I say there’s truth there. Fact is, the average woman from Delhi does not frequent pubs. I don’t have statistics to back this up. I don’t have double-blind surveys. But I do have my everyday experience interacting with North Indian women.
Women, you see, are held to wholly different standards from men. Moreover, these standards are not just different, they are altogether fewer. Men, in the perception of Indian society, fall on a finely graded scale which runs from positively cherubic to positively criminal, with most falling somewhere in-between. For women, there are only two basic standards – vamp and angel.
An old friend, who I’ll call Amirah, had an emotionally (and somewhat physically) abusive husband. He would yell at her for trivial reasons, drag her by the hair if she annoyed him, and threaten to divorce her if she protested his actions. This husband also abstained from alcohol, was a great dad, was deeply religious and gave a substantial part of his income regularly to charity – all of which were points important to Amirah. Therefore, in her eyes, he wasn’t all bad. He just had a few flaws. She took a nuanced view, and I’m sure a lot of Indians would agree with her in that. How many times have we heard much worse abuse being excused for reasons such as “at least he’s not having an affair”? There is a continuum here, not a mere good/bad dichotomy.
That continuum does not exist in any meaningful form when it comes to women. In the view of the average North Indian, a good, traditional woman has no overlapping features with the social butterfly persona of the ‘modern’ desi chick who likes to kick back with a few beers at the local bar after work. Many traditional women, especially after marriage, spend their entire lives proving to the world that they are angels, not vamps, not pub-goers, not short-dress-wearers. They will give up their dressing style, their beliefs, their attitudes, their culture… everything, just to create the perception which they have been taught is paramount in their lives.

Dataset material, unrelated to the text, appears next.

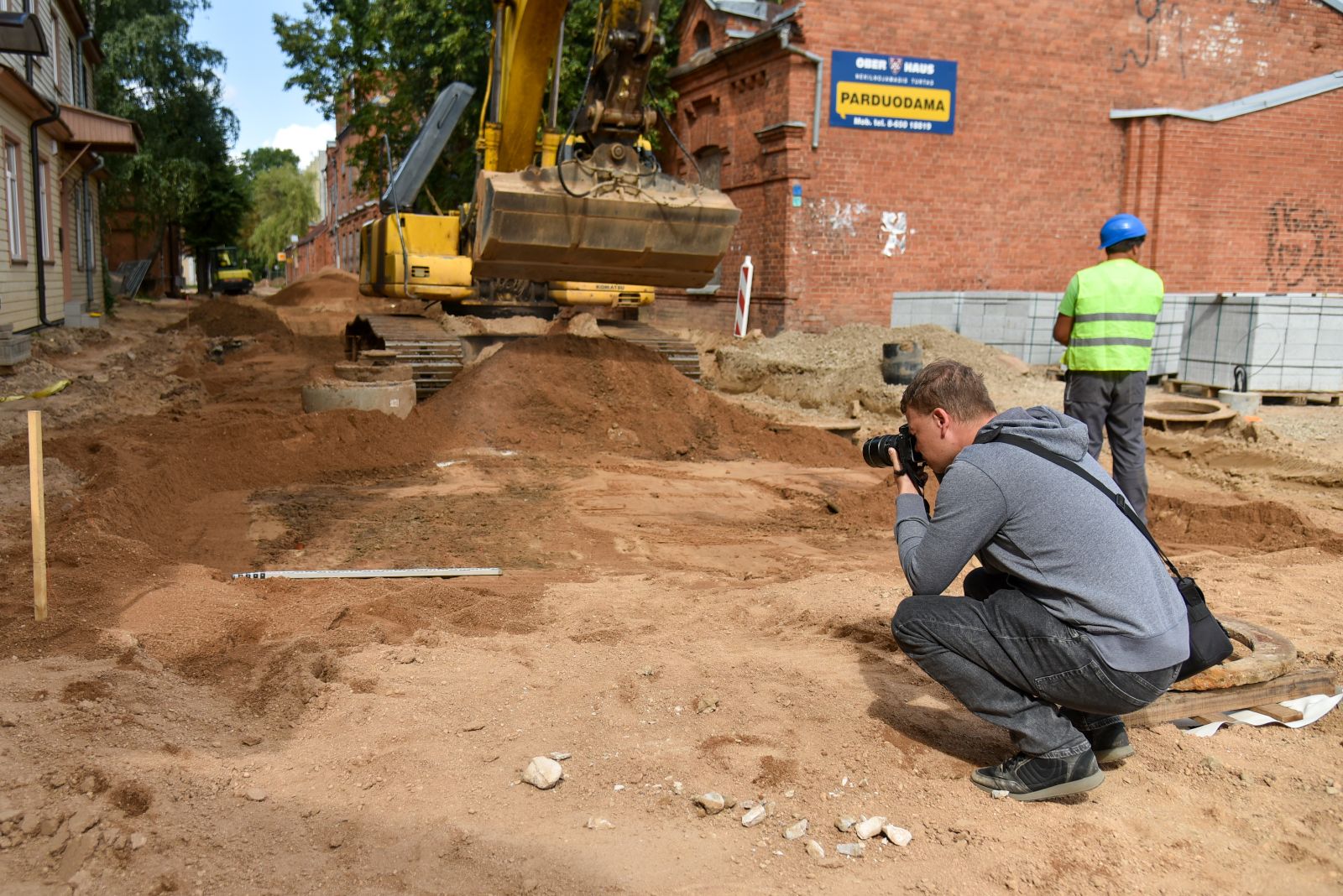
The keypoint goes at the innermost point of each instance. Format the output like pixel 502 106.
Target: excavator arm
pixel 604 216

Why must we continue to live like that?
Let us move beyond the duality.
Between the extremes of good and bad, there is a moral void, a no woman’s land, a place that is frightening and yet exhilarating in equal measure to the conservative among us. But I personally declare, as a woman and as a lifelong campaigner for equality and justice, that that void is indeed our promised land. It is where we must throng. It is where we must find our niche and make ourselves comfortable.

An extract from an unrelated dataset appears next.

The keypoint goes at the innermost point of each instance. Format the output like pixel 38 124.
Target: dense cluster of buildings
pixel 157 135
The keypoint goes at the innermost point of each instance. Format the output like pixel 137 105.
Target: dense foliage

Let society nurse its false dichotomies. We will, in the meantime, accept ourselves as creatures of the void, for with that acceptance will come illumination, and with illumination will come realization that that void is not a void at all. It is the smörgåsbord of the infinite shades of Grey, the shades define, shape us, and portray us as unique and precious individuals in our own regard. What could be more precious than that?